Shares of Longfor Group Holdings jumped as much as 11% in early trading in Hong Kong on Thursday after the Chinese developer denied rumours it had defaulted on debt payments. It ended up 5.7% at the close of trading.
Longfor shares plunged 16% on Wednesday in its worst day on record, to its lowest level in nearly four years.
Late on Wednesday Beijing-based Longfor said that its commercial dues had been settled without any deferred payment, and that the company “is operating normally and has sufficient available cash reserves.”
The Chinese real estate market is in the midst of a major debt crisis as large property developers such as China Evergrande and others have defaulted on debt payments since late last year.
The Chinese government has in recent months stepped up measures to help stabilise the sector, which accounts for roughly a quarter of the economy.
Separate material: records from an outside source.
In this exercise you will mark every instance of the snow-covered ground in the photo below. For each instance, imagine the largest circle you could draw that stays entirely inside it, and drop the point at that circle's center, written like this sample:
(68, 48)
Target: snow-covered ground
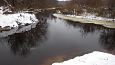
(14, 20)
(16, 23)
(94, 58)
(106, 22)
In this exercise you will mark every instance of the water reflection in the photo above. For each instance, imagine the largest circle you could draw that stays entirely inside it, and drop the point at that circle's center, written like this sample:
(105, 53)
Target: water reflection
(107, 39)
(22, 43)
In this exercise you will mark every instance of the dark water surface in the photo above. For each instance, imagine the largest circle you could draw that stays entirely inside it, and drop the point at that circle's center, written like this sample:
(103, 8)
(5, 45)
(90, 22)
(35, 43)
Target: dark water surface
(55, 40)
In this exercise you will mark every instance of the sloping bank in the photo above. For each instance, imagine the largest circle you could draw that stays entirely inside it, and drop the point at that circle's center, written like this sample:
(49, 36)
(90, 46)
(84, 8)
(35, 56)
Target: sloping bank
(16, 23)
(94, 58)
(106, 22)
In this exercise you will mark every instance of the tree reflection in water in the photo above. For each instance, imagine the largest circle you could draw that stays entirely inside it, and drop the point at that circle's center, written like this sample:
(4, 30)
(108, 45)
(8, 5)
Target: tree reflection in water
(22, 43)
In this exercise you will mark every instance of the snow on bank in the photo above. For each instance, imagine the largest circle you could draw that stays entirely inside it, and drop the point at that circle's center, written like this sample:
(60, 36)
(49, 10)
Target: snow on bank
(17, 23)
(14, 20)
(106, 22)
(94, 58)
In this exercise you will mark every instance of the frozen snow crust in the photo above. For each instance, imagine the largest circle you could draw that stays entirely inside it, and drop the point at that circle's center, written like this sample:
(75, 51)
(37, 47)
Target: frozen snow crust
(94, 58)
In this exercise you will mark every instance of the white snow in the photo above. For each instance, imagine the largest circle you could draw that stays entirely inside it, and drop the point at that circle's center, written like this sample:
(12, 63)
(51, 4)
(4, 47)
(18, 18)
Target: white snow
(106, 22)
(4, 9)
(94, 58)
(13, 20)
(90, 16)
(16, 30)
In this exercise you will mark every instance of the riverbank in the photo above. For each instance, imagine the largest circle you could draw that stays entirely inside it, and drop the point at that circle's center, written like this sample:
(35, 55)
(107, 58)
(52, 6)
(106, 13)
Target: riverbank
(94, 58)
(109, 23)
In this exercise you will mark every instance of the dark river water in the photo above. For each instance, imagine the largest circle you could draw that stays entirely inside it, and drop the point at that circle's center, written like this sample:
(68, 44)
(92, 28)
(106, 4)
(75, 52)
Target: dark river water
(57, 40)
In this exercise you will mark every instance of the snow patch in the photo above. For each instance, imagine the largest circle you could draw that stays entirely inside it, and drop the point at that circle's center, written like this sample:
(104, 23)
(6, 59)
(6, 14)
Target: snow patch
(94, 58)
(106, 22)
(14, 20)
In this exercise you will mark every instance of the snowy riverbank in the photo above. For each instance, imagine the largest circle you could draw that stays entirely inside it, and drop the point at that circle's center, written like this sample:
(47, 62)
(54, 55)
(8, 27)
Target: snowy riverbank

“The Longfor drama indicates that investors remain circumspect toward Chinese developers,” said Yan Yuejin, director of E-house China Research. “Market confidence remains fragile.”
Three sources said that in a meeting with investors on Wednesday evening, Longfor executives said its outstanding 700 million yuan ($104 million) of commercial paper would be fully repaid by the end of the year.
The company said it had no other debt repayment deadlines this year, and it might repay early in the second half the syndication loans maturing next year, adding that its current cash to short-term debt ratio was at 10%.
The Shanghai Commercial Paper Exchange also said the property developer had no record of commercial bill defaults, while adding that it condemned rumours attempting to disrupt market order.
Daiwa said in a report it continues to see Longfor as one of the most defensive private developers with a stable finiancial position and sizeable recurring income.
- Reuters with additional editing by Jim Pollard
NOTE: This report was updated with details of the share price at the close of trading on August 11. 2022.